Thomas Rickert: Wer darf da teilnehmen?

Wolfgang Kleinwächter: Jeder! Wir machen einen öffentlichen Call. Wir haben jedes Jahr weit über 100 Bewerbungen. Wir haben ein Komitee, das – entsprechend der Kriterien – die besten Kandidaten auswählt. Wir haben 30 Plätze, die wir vergeben können. Davon geht die Hälfte über Fellowships und die andere Hälfte sind Selbstzahler. In beiden Gruppen haben wir wirklich sehr viele Kandidaten mit sehr guten Voraussetzungen und müssen leider viele zurückweisen.

Thomas Rickert: Was haben die Kandidaten für einen Hintergrund?

Wolfgang Kleinwächter: Unser Slogan lautet: Learning in a multi stakeholder environment.
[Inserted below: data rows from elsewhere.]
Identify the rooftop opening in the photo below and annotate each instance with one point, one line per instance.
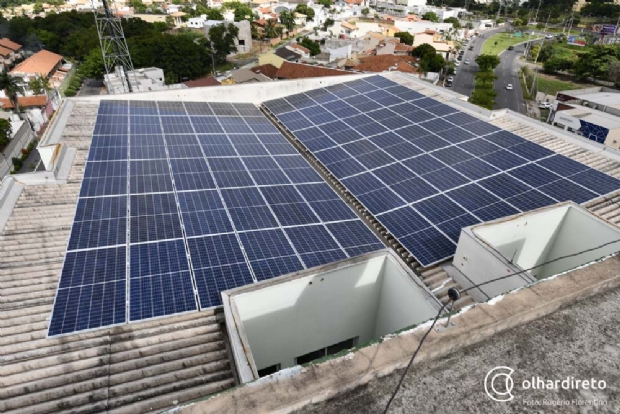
(297, 318)
(537, 240)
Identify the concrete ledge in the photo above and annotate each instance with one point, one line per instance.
(294, 388)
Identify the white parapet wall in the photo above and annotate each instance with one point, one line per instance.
(273, 322)
(534, 244)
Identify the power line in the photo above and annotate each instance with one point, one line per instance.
(458, 293)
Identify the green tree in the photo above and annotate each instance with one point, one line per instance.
(270, 30)
(405, 37)
(423, 50)
(5, 133)
(455, 22)
(223, 38)
(304, 9)
(313, 46)
(328, 23)
(432, 16)
(11, 88)
(39, 85)
(487, 62)
(432, 63)
(287, 19)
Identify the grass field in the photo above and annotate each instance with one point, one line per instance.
(551, 86)
(504, 40)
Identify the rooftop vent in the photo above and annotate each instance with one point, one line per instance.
(537, 239)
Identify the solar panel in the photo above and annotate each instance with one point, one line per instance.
(181, 201)
(424, 168)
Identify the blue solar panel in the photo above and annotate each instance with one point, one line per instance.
(199, 190)
(424, 150)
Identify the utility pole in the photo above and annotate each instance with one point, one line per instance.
(114, 46)
(536, 17)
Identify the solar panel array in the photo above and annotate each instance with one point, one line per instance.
(180, 201)
(424, 169)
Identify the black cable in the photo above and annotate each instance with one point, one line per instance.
(540, 265)
(400, 382)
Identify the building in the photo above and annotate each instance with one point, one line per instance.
(593, 113)
(293, 193)
(43, 63)
(145, 79)
(243, 41)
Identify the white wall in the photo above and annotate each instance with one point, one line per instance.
(579, 232)
(401, 303)
(296, 317)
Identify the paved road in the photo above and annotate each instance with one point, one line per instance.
(464, 80)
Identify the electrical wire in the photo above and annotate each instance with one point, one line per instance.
(402, 377)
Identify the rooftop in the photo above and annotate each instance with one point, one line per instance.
(290, 70)
(9, 44)
(42, 62)
(150, 364)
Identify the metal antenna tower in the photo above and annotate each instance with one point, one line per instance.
(116, 57)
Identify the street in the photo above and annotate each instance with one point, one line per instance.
(506, 73)
(464, 80)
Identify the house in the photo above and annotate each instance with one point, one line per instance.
(290, 70)
(300, 19)
(243, 41)
(267, 69)
(305, 52)
(201, 83)
(249, 76)
(18, 50)
(386, 63)
(43, 63)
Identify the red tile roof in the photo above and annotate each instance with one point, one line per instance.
(290, 70)
(268, 70)
(382, 63)
(298, 47)
(9, 44)
(5, 52)
(25, 101)
(42, 62)
(199, 83)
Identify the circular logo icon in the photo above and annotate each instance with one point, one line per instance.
(498, 384)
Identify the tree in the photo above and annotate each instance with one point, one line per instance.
(432, 16)
(39, 85)
(432, 63)
(423, 50)
(304, 9)
(270, 29)
(405, 37)
(11, 88)
(287, 19)
(5, 133)
(328, 23)
(311, 45)
(222, 37)
(487, 63)
(455, 22)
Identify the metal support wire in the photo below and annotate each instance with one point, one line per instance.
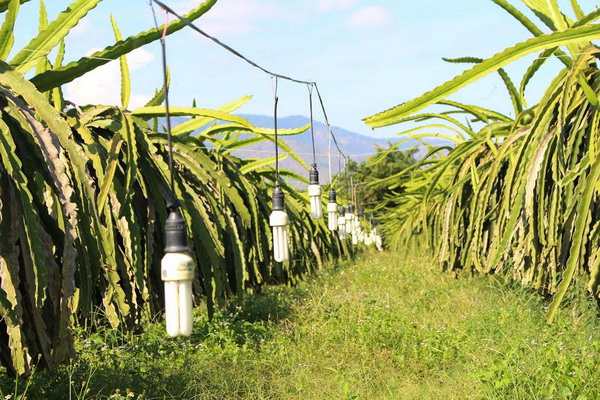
(252, 63)
(276, 103)
(227, 47)
(312, 126)
(163, 45)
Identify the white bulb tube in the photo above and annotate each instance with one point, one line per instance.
(279, 222)
(342, 226)
(185, 308)
(332, 218)
(314, 194)
(172, 308)
(349, 223)
(177, 272)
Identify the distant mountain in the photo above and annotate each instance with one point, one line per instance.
(357, 146)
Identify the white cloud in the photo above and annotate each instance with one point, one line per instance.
(83, 26)
(234, 17)
(103, 85)
(333, 5)
(370, 16)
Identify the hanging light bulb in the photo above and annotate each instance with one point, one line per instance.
(314, 194)
(279, 222)
(342, 222)
(332, 218)
(350, 221)
(177, 272)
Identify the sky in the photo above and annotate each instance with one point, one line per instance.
(365, 55)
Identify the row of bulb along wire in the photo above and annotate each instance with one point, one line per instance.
(178, 265)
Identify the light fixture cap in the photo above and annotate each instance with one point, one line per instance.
(175, 232)
(314, 175)
(278, 199)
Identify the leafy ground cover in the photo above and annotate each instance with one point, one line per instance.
(386, 326)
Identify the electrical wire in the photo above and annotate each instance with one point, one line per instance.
(312, 127)
(163, 46)
(276, 103)
(238, 54)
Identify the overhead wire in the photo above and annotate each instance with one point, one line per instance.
(166, 95)
(238, 54)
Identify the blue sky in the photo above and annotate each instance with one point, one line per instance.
(366, 55)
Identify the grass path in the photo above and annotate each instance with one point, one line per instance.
(387, 327)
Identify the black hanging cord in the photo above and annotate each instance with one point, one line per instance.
(276, 102)
(172, 203)
(225, 46)
(247, 60)
(327, 119)
(312, 126)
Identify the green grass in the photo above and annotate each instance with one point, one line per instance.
(387, 327)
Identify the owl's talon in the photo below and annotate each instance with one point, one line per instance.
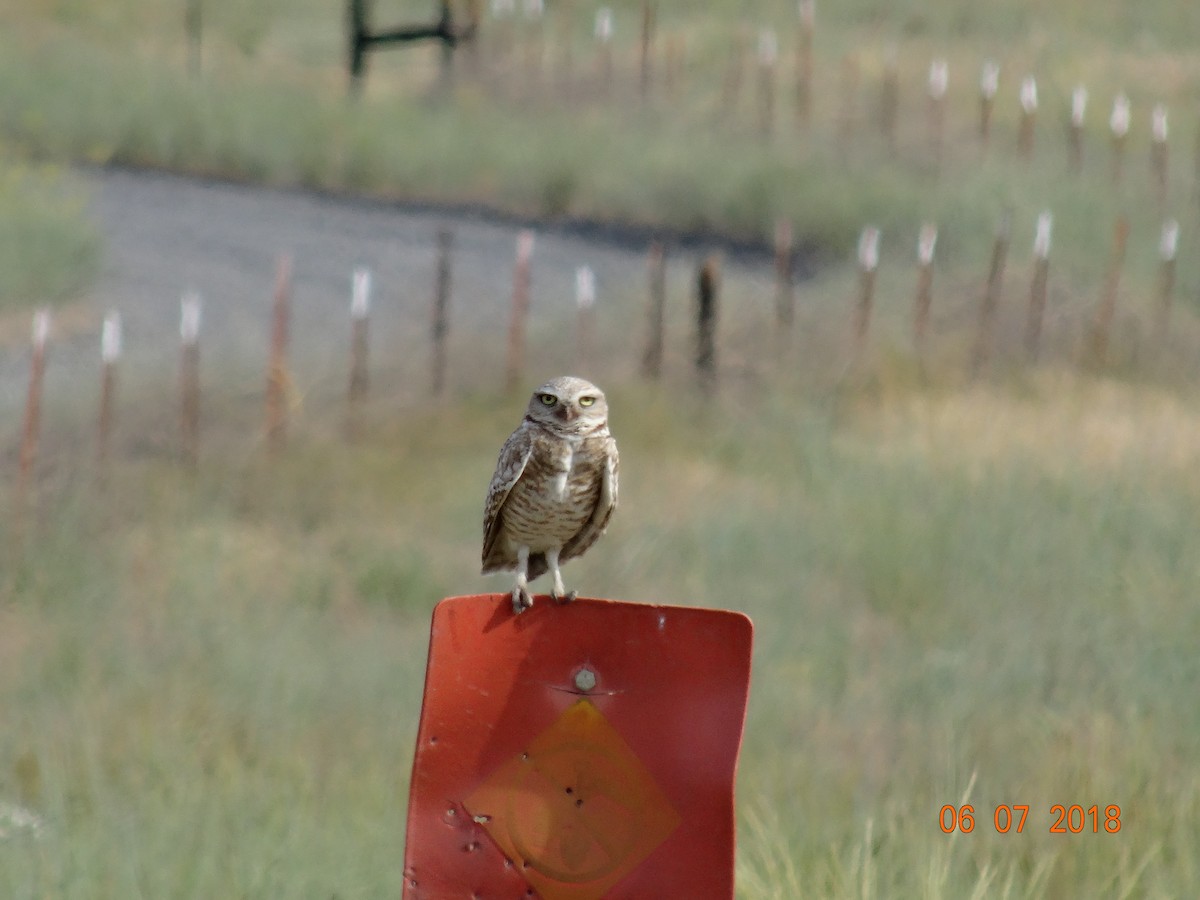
(521, 600)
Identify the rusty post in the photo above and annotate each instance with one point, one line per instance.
(927, 241)
(277, 372)
(565, 24)
(1029, 97)
(989, 84)
(193, 28)
(521, 282)
(360, 318)
(1075, 132)
(847, 103)
(1119, 123)
(646, 61)
(768, 57)
(442, 310)
(673, 70)
(731, 89)
(31, 424)
(1168, 247)
(807, 10)
(604, 49)
(502, 34)
(707, 288)
(889, 100)
(991, 295)
(190, 377)
(868, 264)
(1158, 154)
(585, 323)
(655, 264)
(1102, 324)
(939, 84)
(1038, 286)
(534, 41)
(109, 353)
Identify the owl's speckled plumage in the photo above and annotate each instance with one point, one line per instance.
(555, 486)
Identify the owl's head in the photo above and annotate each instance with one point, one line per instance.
(569, 405)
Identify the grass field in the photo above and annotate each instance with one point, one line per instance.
(966, 592)
(210, 685)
Das heißt, wir versuchen schon bei der Auswahl der Fellows eine Mischung herbeizuführen: Wir suchen Kandidaten, die aus der politischen oder aus der wirtschaftlichen Praxis kommen, ebenso wie Kandidaten, die einen technischen oder akademischen Hintergrund haben. So haben wir einen guten Mix aus Fellows, die dann auch untereinander voneinander lernen können. Das betrifft auch die Zusammensetzung der Faculty. Wir haben etwa 25 Mitglieder in der Faculty, die in Regierungen, in technischen Gremien oder in der Privatwirtschaft arbeiten, ebenso wie Akademiker und Personen aus der Zivilgesellschaft.

Thomas Rickert: Wie muss man sich denn dieses Programm vorstellen? Was sind Unterrichtsfächer? Und wie ist die Umgebung in der man lernt?
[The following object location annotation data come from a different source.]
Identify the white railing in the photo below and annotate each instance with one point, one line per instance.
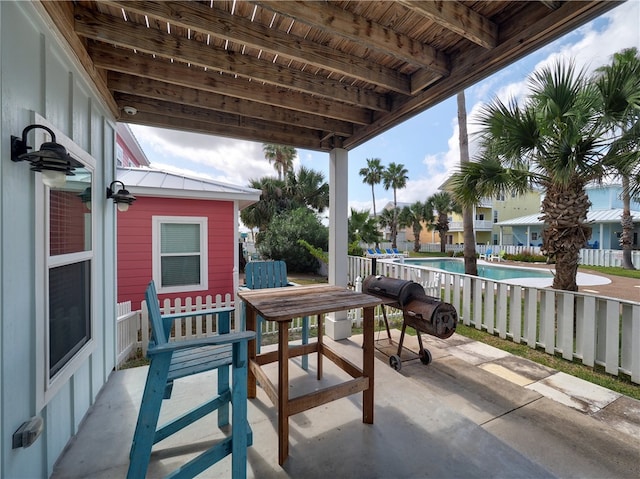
(588, 257)
(596, 330)
(194, 326)
(127, 329)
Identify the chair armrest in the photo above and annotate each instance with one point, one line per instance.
(227, 338)
(201, 312)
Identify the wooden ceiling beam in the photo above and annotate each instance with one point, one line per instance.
(222, 25)
(135, 88)
(123, 61)
(336, 21)
(168, 108)
(116, 31)
(292, 136)
(459, 19)
(543, 26)
(127, 61)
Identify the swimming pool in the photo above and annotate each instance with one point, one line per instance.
(496, 273)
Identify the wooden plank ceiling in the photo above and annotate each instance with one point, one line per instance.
(313, 75)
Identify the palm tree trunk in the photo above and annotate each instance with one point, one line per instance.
(627, 225)
(564, 212)
(469, 237)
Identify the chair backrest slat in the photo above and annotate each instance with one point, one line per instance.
(266, 274)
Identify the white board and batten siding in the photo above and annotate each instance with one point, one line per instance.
(39, 79)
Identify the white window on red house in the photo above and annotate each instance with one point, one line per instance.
(180, 260)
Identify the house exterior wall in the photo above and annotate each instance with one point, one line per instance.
(513, 207)
(607, 197)
(39, 78)
(135, 245)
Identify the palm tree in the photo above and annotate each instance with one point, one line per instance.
(556, 140)
(389, 219)
(272, 201)
(443, 203)
(619, 85)
(413, 216)
(372, 175)
(362, 227)
(281, 156)
(307, 187)
(395, 176)
(469, 237)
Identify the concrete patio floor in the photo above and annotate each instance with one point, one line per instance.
(474, 412)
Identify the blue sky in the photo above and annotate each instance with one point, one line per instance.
(427, 145)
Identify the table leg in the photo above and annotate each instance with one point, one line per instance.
(367, 365)
(283, 391)
(251, 326)
(319, 353)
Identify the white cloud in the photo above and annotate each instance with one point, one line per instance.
(223, 159)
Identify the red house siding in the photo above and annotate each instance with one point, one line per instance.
(135, 262)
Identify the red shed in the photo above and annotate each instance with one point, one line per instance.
(181, 232)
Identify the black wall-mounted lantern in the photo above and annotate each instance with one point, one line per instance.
(85, 197)
(52, 159)
(122, 198)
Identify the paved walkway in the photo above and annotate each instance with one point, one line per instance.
(474, 412)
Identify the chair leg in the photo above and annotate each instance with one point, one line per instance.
(259, 324)
(223, 385)
(305, 340)
(239, 423)
(144, 436)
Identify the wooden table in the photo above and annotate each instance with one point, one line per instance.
(283, 305)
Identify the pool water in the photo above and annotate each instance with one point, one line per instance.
(496, 273)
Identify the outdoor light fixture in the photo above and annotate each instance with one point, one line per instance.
(121, 197)
(85, 197)
(52, 159)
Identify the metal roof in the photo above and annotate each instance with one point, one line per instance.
(595, 216)
(152, 182)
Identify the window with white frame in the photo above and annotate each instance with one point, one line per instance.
(180, 262)
(69, 269)
(65, 255)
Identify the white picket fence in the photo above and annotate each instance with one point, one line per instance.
(133, 329)
(595, 330)
(127, 328)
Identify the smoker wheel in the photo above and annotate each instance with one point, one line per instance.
(425, 357)
(395, 362)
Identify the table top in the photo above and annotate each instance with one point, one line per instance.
(283, 304)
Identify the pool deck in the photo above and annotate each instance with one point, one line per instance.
(594, 282)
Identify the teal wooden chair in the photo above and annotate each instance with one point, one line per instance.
(272, 274)
(176, 359)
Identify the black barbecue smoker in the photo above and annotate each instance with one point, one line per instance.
(426, 314)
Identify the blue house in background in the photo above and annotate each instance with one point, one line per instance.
(604, 217)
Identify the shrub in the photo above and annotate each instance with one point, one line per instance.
(280, 240)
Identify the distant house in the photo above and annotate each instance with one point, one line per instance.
(604, 216)
(181, 232)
Wolfgang Kleinwächter: Wir haben drei Layer für dieses Programm: Einen theoretischer Layer, in dem die Fellows in die rechtlichen Rahmenbedingungen, in die Geschichte des Internets, in politologische Konzepte, in Regulierung und Frameworks eingeführt werden. Dann haben wir die mehr technische Ebene; hier werden die Fellows vertraut gemacht mit dem Rootserver Management, mit IP-Adress-Management, mit dem Management von Domain-Namen (z.B. was sind Registries, was sind Registrare oder was sind ISP). Dann haben wir noch den mehr politisch-wirtschaftlichen Teil, in dem die verschiedenen Stakeholder ihre Interessen darlegen. Wir haben zum Beispiel ein Wirtschaftsblock, in dem große Unternehmen sagen, warum sie sich für Internet Governance engagieren. Ebenso haben wir einen Block, in dem Vertreter aus internationalen Organisationen (UNO, CSDD, ITU) erklären, wie dies aus der Sicht der Regierung aussieht. Und das trifft dann auch oft auf die zivilgesellschaftlichen und technischen Communitys zu.

Thomas Rickert: Das ganze findet in einem Kloster statt?

Wolfgang Kleinwächter: Ja, das war sehr charmant, denn wir suchten eine Stätte, die es sozusagen erlaubt, in einer gewissen Abgeschiedenheit diese Woche zu verbringen. Und das gute an diesem St.-Afra-Kloster in Meißen ist, dass Meißen einer sehr schöne Stadt ist. Das Kloster ist über 700 Jahr alt. Aber wenn man mal 15 Minuten durch Meißen gegangen ist, hat man alles gesehen. In Meißen gibt es keine Strände, keine Shoppingmalls und auch keine Diskotheken. So bleibt den Fellows nichts anderes übrig, als früh vom Frühstück an bis spät in den Abend hinein über Internet Governance zu reden. Der Vorteil des Klosters ist, dass alles unter einem Dach ist: Essen, schlafen, lernen aber auch Wein trinken, was die alten Klosterschüler ja immer gerne gemacht haben. Meißen ist eine Weinstadt. All das ist sehr förderlich für eine sehr intensive Ausbildung.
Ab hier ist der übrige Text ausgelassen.